Dans la nuit du 1er au 2 , le régiment relève les éléments disparates (28e – 344e – 206e et 234e régiments dinfanterie), qui, à la suite du combat du 31 août occupaient sous un commandement mal défini, les Quartiers H et K de la zone A du secteur de Cerny. Relève effectué dans les conditions les plus déplorables.

  • 1) Les quartiers reconnus par nos cadres n'ont pas été occupés, au dernier moment, par les bataillons par suite des mouvements de ces derniers provoqués par les nécessités tactiques de la veille ; donc pas de reconnaissance préalable.
  • 2). Une partie des cadres du 5e batailon a disparu pendant l'attaque du 31 Juillet.

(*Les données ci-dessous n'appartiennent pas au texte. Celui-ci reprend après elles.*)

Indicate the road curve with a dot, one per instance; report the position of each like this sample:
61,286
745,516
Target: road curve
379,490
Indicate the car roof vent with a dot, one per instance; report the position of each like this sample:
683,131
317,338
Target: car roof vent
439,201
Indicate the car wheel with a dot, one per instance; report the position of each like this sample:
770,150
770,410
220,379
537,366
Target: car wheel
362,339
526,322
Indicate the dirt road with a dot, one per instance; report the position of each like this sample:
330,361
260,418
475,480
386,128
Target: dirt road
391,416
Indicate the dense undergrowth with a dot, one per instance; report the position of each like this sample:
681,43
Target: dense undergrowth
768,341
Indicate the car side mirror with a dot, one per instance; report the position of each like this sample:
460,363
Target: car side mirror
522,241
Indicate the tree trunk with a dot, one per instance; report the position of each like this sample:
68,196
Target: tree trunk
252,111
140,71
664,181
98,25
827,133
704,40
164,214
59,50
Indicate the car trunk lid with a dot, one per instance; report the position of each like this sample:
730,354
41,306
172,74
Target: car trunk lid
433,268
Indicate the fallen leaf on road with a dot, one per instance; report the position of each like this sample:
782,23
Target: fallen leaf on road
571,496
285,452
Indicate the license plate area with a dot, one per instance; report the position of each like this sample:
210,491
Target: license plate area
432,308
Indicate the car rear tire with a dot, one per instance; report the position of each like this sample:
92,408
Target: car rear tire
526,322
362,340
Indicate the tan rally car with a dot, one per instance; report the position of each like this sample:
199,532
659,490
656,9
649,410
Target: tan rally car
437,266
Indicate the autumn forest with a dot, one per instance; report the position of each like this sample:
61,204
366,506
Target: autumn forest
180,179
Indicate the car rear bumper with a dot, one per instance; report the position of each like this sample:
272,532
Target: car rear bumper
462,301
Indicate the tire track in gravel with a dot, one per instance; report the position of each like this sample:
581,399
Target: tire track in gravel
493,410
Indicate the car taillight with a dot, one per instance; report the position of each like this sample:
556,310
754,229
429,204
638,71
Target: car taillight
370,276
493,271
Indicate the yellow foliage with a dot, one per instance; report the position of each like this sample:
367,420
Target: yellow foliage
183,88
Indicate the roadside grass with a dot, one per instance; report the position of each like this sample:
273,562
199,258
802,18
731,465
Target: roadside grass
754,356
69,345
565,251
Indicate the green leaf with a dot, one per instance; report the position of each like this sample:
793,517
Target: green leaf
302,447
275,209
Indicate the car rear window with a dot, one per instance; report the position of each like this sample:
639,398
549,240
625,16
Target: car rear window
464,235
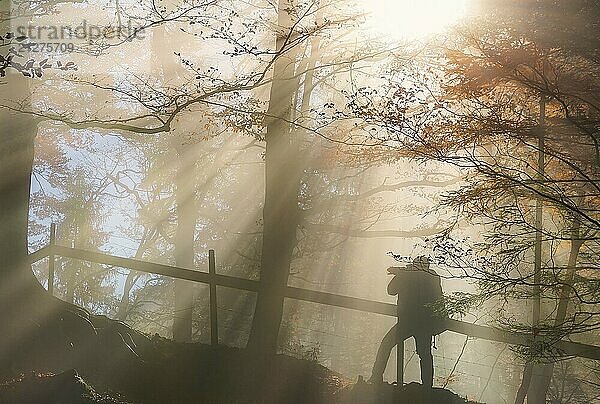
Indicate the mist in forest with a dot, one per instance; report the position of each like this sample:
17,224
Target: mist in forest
252,202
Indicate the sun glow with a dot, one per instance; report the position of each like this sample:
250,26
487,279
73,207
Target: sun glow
413,19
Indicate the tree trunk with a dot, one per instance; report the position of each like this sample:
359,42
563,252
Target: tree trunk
531,369
540,384
280,210
184,245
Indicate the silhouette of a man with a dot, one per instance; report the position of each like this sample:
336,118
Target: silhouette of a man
417,288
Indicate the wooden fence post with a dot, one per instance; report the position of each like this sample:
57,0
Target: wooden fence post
214,325
51,259
399,356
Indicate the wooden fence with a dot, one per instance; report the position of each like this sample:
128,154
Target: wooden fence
211,278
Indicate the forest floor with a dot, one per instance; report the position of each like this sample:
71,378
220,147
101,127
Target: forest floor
195,373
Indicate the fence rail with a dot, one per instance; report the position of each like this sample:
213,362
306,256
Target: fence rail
213,279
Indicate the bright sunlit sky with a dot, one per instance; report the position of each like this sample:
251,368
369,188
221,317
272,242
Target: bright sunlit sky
413,19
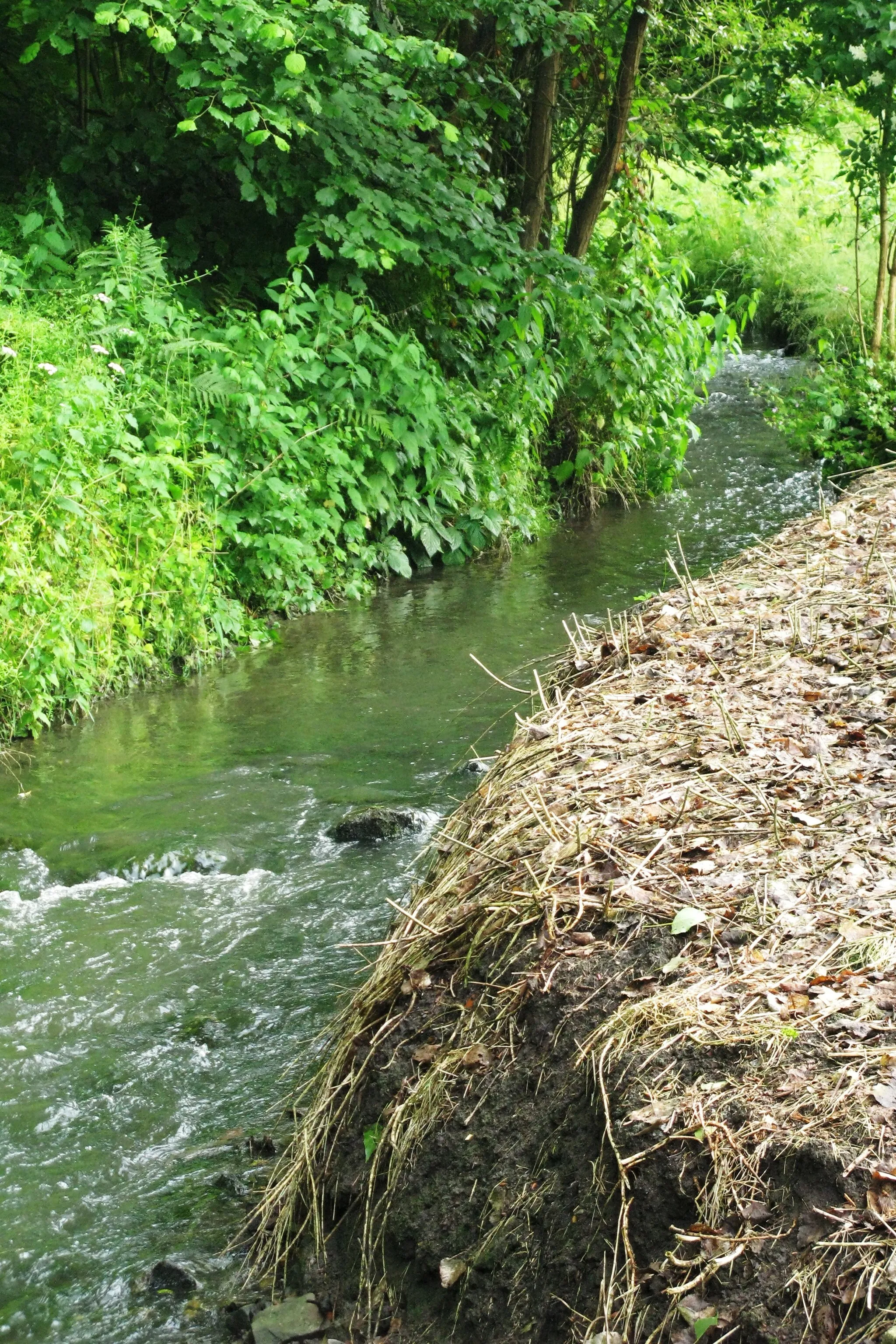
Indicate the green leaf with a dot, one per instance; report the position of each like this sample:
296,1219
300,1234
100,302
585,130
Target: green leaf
688,918
373,1136
430,539
164,41
27,224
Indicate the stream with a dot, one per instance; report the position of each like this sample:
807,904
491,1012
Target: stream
171,906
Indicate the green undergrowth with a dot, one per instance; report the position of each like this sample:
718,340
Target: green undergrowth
171,476
843,412
792,242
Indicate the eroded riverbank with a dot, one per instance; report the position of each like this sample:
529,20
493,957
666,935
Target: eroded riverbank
146,1016
624,1069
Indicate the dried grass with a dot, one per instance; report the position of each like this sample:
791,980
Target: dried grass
728,746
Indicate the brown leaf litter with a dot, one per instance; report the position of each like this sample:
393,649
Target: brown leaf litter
667,1121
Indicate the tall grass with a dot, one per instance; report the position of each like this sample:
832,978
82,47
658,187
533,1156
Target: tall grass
792,240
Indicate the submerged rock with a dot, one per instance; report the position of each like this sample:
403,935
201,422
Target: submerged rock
374,824
168,1277
293,1319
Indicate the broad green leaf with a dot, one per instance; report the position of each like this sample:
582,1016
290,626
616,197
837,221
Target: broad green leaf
688,918
430,541
164,41
27,224
373,1136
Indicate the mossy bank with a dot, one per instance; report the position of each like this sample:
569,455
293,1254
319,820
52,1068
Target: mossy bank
623,1068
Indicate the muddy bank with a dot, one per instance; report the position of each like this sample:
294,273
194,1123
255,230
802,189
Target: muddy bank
625,1064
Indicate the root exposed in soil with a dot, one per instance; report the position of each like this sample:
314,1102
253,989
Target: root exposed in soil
624,1064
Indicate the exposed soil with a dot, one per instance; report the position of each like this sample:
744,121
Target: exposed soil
625,1064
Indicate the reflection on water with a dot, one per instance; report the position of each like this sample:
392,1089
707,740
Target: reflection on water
140,1021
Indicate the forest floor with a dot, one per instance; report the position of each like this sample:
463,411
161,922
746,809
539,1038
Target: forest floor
624,1065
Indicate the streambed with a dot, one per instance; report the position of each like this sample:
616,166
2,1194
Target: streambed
146,1011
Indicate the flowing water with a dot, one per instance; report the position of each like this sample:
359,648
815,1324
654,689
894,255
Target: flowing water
147,1011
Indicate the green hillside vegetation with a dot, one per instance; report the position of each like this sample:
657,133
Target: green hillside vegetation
294,298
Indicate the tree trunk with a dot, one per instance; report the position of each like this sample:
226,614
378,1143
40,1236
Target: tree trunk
883,241
891,301
538,151
859,280
585,214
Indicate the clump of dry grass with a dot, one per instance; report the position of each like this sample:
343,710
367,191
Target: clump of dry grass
724,750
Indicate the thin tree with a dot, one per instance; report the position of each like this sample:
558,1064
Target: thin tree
586,210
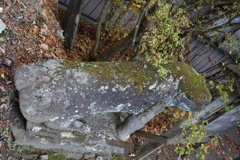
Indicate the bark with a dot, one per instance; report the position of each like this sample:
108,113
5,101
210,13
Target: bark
101,19
71,22
119,17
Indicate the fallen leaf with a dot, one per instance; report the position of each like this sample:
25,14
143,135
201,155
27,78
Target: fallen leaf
3,100
4,106
3,76
2,50
44,46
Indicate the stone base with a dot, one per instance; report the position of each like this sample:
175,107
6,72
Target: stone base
99,141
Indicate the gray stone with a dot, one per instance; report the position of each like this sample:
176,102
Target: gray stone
2,25
99,158
59,90
71,105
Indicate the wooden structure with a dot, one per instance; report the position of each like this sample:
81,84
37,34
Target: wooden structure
204,58
91,8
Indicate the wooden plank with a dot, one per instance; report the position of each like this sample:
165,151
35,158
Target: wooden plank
174,134
224,123
87,10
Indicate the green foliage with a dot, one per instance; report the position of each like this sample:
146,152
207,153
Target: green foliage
195,134
164,36
2,39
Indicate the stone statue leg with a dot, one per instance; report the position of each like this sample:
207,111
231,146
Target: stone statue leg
70,125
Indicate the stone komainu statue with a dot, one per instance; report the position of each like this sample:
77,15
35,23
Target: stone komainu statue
59,96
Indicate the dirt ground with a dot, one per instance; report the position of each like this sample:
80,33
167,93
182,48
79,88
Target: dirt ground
31,37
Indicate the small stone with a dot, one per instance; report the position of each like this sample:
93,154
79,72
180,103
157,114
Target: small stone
60,34
44,46
7,62
2,25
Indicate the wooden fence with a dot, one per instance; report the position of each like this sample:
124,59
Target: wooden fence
205,59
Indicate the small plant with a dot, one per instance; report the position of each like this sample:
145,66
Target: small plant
12,145
193,135
2,39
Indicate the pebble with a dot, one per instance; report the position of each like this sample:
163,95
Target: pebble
7,62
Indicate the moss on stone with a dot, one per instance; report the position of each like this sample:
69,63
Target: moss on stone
57,157
191,83
143,75
139,74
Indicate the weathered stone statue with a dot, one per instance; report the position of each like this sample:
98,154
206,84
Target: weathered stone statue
71,105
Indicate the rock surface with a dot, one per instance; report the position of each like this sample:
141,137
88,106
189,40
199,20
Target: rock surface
70,105
2,25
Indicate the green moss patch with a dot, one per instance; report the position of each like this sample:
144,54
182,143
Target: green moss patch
139,74
191,83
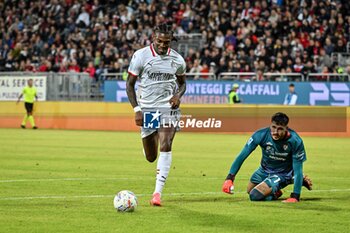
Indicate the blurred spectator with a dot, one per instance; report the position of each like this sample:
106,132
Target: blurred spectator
259,36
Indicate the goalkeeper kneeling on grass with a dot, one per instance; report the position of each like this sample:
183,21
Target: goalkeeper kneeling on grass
282,160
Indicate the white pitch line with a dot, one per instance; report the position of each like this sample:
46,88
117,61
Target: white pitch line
144,194
132,178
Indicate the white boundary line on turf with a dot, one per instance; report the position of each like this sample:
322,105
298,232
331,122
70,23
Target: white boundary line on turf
143,194
130,178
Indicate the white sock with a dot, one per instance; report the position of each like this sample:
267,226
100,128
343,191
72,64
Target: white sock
163,167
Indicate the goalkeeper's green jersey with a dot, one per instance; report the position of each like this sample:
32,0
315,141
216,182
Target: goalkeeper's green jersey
29,94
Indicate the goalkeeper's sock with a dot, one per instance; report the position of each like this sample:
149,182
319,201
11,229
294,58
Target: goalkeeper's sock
24,122
163,167
31,120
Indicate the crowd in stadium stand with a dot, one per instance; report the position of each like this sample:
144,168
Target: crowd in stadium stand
241,36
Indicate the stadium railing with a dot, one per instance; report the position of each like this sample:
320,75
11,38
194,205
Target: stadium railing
341,59
251,76
61,86
328,77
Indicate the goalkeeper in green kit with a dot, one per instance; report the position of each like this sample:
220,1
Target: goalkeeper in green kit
29,93
283,155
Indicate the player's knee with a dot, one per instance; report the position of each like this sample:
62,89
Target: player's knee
255,195
165,147
151,157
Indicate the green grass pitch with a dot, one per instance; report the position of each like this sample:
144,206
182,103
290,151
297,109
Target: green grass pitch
65,181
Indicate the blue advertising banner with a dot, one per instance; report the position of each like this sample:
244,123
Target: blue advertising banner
216,92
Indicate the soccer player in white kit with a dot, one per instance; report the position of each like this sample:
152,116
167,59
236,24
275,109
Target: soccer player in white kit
161,71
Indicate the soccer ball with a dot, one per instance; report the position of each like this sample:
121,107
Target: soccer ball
125,201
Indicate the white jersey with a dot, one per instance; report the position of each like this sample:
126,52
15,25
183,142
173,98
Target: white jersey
157,74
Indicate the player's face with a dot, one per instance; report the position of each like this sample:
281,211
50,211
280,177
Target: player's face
162,43
278,131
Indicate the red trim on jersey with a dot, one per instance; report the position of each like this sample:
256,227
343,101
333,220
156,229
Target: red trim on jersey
287,135
152,50
132,74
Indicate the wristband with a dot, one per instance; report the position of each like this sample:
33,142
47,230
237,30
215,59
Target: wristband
137,109
295,195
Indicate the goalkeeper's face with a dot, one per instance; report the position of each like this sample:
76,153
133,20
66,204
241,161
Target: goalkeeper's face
162,42
278,131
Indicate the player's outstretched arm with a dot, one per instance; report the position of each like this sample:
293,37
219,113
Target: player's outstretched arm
228,185
130,90
298,182
175,100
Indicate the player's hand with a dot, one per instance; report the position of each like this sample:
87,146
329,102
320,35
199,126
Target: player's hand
138,118
175,102
290,200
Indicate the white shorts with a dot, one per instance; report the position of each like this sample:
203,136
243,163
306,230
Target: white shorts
167,119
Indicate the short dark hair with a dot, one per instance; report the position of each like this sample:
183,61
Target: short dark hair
280,118
165,28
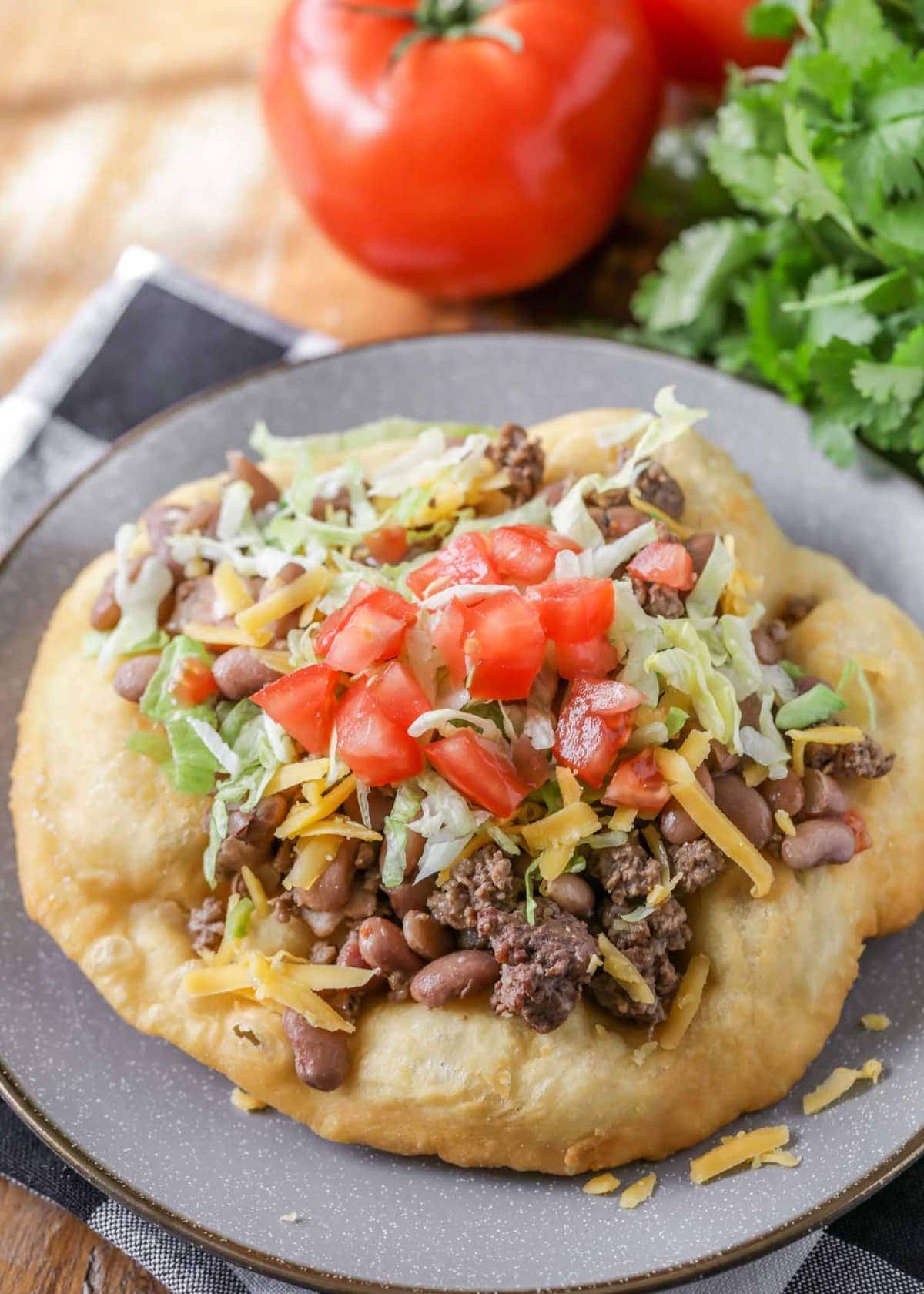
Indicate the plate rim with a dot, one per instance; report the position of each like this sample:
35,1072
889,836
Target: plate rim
300,1273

  • Selon Georges Triaud du 234e RI, plus de 70% de la 68e division est mise hors de combat pendant les événements de Juillet.



    La sucrerie avant et après guerre
    Après l'affaire de Cerny, Henry quitte le 206e le 6 août et rejoint le 141e RIT. Le 206e va se ressourcer près de Massy-Palaiseau.

    L'affaire de l'Eperon de Beaulne, rebelote au Chemin des Dames
    Pour le 206e, après s'être reconstitué à Palaiseau, c'est le retour vers Beaulne à quelques encablûres de Cerny. A peine eu le temps de prendre du repos, que le 206e est déjà renvoyé fin août, début septembre aux péniches à Bourg-et-Comin. Les positions d'août sont perdues, puis regagnées, puis à nouveau perdues. C'est sans fin. Depuis avril et l'offensive Nivelle, rien n'a véritablement changé, Laon est toujours allemande.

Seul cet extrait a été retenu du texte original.